Had a disturbing dream last night: I'm swimming in clear blue water and suddenly realize I've crossed into putrid, polluted currents. I can't go back. The only way out is a stairway leading up. To reach it, I'll have to swim through even fouler waters.
It has me ruminating about the Genesis story of Jacob's ladder. You know it: Jacob's camped out running away from his brother Easu, who's furious because Jacob cheated Easu out of the blessing customarily given to first-born sons. With a stone for a pillow, Jacob dreams of a ladder extending to heaven.
In my dream, divine light illuminates the stairway. But when I wake, I'm still floundering in the putrid lake.
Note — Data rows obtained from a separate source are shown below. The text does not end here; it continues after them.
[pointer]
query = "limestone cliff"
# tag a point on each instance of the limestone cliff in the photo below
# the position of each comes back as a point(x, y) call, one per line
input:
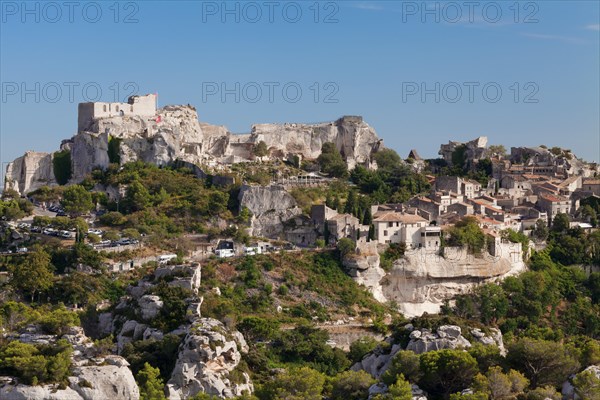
point(206, 362)
point(271, 207)
point(94, 376)
point(174, 133)
point(29, 172)
point(353, 137)
point(422, 280)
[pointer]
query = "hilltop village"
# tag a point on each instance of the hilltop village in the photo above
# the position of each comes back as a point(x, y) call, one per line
point(164, 246)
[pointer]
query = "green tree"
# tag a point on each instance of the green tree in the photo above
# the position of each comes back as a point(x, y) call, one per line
point(447, 371)
point(346, 246)
point(137, 197)
point(541, 231)
point(467, 232)
point(497, 150)
point(150, 384)
point(261, 149)
point(561, 223)
point(361, 347)
point(587, 385)
point(76, 200)
point(331, 161)
point(493, 303)
point(114, 150)
point(500, 386)
point(387, 159)
point(34, 274)
point(543, 362)
point(351, 205)
point(405, 363)
point(61, 165)
point(401, 389)
point(543, 393)
point(296, 384)
point(351, 385)
point(256, 328)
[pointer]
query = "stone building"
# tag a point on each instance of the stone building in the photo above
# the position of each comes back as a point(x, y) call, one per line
point(143, 106)
point(592, 185)
point(394, 227)
point(553, 204)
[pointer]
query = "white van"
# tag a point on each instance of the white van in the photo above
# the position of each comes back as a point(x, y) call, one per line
point(225, 253)
point(165, 258)
point(252, 250)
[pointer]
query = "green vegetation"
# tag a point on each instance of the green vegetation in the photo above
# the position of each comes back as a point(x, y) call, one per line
point(467, 233)
point(114, 150)
point(36, 364)
point(76, 200)
point(392, 182)
point(150, 384)
point(33, 275)
point(61, 163)
point(261, 149)
point(331, 161)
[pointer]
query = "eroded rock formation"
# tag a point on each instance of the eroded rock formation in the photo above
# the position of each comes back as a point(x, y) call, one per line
point(93, 376)
point(206, 362)
point(175, 134)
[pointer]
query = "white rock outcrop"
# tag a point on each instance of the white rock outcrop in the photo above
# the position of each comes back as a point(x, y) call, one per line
point(150, 306)
point(175, 134)
point(93, 376)
point(424, 340)
point(422, 280)
point(271, 207)
point(30, 172)
point(445, 337)
point(353, 137)
point(363, 267)
point(207, 357)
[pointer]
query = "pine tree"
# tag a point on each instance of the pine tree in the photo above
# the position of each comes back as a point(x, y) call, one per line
point(368, 217)
point(351, 203)
point(150, 384)
point(329, 201)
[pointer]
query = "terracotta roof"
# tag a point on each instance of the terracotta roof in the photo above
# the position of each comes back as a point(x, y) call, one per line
point(592, 182)
point(400, 217)
point(341, 216)
point(552, 198)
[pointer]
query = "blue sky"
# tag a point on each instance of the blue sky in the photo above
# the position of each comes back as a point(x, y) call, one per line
point(373, 59)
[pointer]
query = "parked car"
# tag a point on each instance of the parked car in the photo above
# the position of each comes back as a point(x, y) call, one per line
point(224, 253)
point(252, 250)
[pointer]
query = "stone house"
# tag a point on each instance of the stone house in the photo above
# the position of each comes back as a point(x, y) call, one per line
point(143, 106)
point(553, 204)
point(592, 185)
point(346, 226)
point(461, 209)
point(394, 227)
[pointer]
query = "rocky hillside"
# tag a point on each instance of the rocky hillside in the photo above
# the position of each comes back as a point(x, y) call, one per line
point(422, 281)
point(176, 134)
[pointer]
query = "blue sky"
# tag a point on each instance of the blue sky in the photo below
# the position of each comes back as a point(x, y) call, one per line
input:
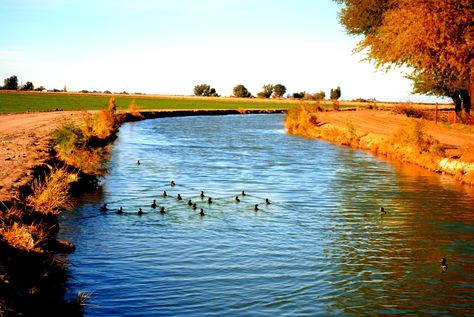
point(168, 47)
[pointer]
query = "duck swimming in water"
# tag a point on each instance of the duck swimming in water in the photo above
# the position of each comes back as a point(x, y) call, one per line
point(444, 265)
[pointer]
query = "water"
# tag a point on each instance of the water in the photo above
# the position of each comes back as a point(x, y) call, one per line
point(320, 248)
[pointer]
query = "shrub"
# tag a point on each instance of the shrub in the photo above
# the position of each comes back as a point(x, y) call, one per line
point(51, 195)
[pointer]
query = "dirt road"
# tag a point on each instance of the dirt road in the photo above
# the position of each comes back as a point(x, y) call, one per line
point(25, 138)
point(386, 123)
point(24, 144)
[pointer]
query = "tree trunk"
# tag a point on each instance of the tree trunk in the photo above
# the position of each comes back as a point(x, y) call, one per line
point(466, 100)
point(457, 102)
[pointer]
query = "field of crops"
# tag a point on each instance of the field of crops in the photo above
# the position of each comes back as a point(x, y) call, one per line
point(26, 102)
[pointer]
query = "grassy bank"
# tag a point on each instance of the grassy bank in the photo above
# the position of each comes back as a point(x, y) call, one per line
point(410, 144)
point(14, 102)
point(32, 269)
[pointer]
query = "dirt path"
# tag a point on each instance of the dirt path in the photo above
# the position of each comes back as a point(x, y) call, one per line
point(24, 144)
point(25, 138)
point(386, 123)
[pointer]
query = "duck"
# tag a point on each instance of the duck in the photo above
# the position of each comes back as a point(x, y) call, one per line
point(444, 265)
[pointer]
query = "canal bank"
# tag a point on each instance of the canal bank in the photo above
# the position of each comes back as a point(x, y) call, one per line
point(32, 271)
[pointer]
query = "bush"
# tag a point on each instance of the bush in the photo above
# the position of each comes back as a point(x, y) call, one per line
point(51, 195)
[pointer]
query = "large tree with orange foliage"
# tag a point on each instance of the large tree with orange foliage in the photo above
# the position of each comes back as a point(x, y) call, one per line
point(434, 38)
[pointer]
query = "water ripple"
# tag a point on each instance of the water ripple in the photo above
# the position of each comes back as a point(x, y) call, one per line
point(320, 248)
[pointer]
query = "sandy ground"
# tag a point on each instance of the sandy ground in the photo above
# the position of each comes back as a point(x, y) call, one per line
point(25, 138)
point(24, 144)
point(386, 123)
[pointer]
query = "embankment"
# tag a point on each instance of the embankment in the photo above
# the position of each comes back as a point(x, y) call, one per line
point(37, 175)
point(438, 147)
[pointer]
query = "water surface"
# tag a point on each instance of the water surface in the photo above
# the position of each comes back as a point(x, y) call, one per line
point(320, 248)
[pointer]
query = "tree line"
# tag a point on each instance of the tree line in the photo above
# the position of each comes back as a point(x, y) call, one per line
point(269, 91)
point(434, 39)
point(11, 83)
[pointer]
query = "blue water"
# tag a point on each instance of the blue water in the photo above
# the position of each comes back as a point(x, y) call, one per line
point(320, 248)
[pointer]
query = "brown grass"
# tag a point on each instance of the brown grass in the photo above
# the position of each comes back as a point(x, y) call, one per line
point(410, 144)
point(51, 195)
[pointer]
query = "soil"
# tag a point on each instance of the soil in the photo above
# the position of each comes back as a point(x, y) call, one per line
point(25, 143)
point(386, 123)
point(25, 138)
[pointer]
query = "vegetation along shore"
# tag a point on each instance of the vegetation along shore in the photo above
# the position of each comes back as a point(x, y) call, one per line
point(404, 133)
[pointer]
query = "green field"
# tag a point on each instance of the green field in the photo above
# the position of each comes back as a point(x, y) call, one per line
point(11, 102)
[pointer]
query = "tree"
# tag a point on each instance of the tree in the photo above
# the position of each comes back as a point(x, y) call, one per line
point(10, 83)
point(278, 91)
point(241, 92)
point(28, 86)
point(335, 94)
point(319, 95)
point(267, 91)
point(433, 38)
point(205, 90)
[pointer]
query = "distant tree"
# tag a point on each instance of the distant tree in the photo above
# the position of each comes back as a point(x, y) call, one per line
point(299, 95)
point(335, 93)
point(28, 86)
point(11, 83)
point(241, 92)
point(267, 91)
point(278, 91)
point(320, 95)
point(205, 90)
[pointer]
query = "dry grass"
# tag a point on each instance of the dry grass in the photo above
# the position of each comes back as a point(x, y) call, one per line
point(410, 144)
point(302, 118)
point(51, 195)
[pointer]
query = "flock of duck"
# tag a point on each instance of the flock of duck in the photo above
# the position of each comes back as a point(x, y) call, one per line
point(192, 204)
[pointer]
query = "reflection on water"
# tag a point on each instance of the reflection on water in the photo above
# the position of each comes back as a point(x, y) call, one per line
point(321, 247)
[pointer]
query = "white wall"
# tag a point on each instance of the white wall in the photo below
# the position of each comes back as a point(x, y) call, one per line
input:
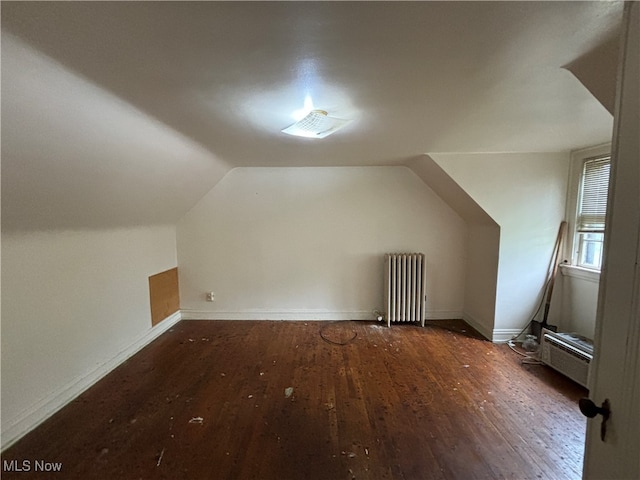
point(483, 244)
point(308, 243)
point(577, 301)
point(525, 194)
point(75, 303)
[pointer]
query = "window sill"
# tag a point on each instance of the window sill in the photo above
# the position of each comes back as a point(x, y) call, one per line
point(581, 273)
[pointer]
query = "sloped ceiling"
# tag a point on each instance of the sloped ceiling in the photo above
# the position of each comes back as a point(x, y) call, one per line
point(125, 113)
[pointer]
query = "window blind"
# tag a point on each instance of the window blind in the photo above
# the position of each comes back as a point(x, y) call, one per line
point(593, 196)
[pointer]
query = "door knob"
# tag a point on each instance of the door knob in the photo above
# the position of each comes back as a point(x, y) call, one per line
point(590, 410)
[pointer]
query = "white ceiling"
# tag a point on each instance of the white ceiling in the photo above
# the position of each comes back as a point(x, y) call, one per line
point(118, 113)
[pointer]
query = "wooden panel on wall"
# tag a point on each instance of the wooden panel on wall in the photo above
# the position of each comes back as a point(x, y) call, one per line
point(164, 294)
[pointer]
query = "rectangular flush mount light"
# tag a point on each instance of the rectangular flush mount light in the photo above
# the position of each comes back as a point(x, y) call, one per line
point(317, 124)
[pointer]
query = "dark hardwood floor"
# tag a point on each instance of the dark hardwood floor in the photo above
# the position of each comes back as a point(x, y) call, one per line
point(316, 400)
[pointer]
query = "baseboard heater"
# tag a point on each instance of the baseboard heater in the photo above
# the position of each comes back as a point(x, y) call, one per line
point(568, 353)
point(405, 286)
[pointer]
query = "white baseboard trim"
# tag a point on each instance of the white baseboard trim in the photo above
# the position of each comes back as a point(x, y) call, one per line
point(308, 315)
point(303, 315)
point(42, 410)
point(503, 335)
point(482, 329)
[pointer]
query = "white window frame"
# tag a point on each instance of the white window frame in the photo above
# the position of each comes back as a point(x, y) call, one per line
point(573, 244)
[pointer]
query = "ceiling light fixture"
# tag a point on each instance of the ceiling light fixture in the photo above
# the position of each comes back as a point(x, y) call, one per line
point(316, 124)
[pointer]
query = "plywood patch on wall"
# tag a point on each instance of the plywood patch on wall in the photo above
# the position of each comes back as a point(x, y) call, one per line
point(164, 294)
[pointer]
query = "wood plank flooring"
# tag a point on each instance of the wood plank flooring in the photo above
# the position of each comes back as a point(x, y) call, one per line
point(209, 400)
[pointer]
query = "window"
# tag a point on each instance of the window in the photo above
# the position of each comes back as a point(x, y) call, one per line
point(591, 212)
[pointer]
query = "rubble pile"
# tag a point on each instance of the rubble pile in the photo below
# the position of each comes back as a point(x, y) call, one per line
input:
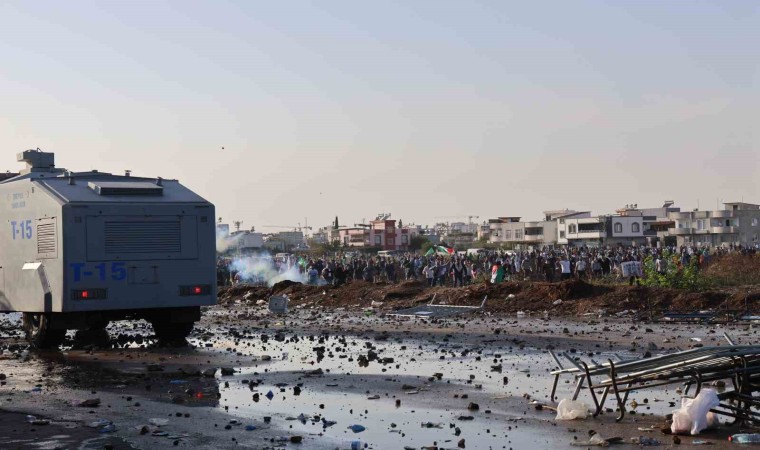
point(572, 297)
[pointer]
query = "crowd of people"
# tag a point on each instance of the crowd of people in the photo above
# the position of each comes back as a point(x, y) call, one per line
point(495, 266)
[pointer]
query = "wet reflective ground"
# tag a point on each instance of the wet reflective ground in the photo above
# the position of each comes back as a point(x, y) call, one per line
point(311, 376)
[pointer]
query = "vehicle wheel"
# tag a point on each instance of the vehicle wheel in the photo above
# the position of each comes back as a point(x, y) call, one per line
point(172, 334)
point(94, 335)
point(38, 331)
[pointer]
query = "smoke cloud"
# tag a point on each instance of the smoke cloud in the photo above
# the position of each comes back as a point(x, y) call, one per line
point(225, 242)
point(263, 269)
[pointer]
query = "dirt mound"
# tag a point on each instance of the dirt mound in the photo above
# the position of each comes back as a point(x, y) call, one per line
point(569, 297)
point(733, 270)
point(408, 289)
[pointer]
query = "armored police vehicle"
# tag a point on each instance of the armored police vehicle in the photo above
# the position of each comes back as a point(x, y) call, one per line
point(80, 249)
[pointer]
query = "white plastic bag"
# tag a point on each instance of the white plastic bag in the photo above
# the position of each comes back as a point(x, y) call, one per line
point(694, 415)
point(571, 409)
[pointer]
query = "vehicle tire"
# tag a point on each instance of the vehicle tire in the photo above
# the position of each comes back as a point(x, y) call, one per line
point(39, 333)
point(94, 335)
point(172, 334)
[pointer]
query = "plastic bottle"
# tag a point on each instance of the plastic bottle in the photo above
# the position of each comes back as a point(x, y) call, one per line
point(753, 438)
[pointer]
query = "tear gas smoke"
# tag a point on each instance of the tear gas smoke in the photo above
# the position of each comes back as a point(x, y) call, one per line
point(225, 242)
point(263, 269)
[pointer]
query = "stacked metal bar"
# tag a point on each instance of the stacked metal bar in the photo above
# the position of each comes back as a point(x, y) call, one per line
point(739, 365)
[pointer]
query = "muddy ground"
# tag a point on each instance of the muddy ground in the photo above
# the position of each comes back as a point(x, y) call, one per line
point(330, 364)
point(577, 297)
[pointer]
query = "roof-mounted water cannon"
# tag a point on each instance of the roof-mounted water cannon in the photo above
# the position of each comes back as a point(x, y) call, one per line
point(37, 161)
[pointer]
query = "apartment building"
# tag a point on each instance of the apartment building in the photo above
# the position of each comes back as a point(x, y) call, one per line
point(738, 223)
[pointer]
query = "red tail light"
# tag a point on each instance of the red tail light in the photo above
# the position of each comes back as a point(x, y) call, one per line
point(200, 289)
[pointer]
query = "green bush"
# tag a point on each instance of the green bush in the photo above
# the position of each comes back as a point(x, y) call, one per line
point(675, 276)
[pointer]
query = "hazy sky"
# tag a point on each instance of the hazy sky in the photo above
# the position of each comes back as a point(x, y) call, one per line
point(419, 108)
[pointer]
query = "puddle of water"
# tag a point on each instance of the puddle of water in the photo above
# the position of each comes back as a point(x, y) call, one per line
point(341, 395)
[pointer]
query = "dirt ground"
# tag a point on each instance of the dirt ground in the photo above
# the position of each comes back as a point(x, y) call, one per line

The heavenly portal is far beyond my reach.
Seems right. Three months into the toxic soup of an epidemic that's unmasked the deadliest, most corrosive sins of our nation, many of us glimpse the possibility for transformation, but we're flailing in the quest. Question is, can we summon the determination and fortitude to climb redemption's ladder?
"Divine courage must supplant fear before we are equal to facing the consequences of our self-centered thoughts and to taking up the task of harmonizing all our forces," Unity co-founder Charles Fillmore writes interpreting Jacob's reconciliation with Esau. It takes Jacob six chapters, many years, and a wrestling bout with an angel before he's able to claim his blessing.
May we summon the courage to unflinchingly face the consequences of our conscious and unconscious racist actions. May we humbly release any belief that we can ever be separate from God or one another. And may we create a more just and equitable world for all.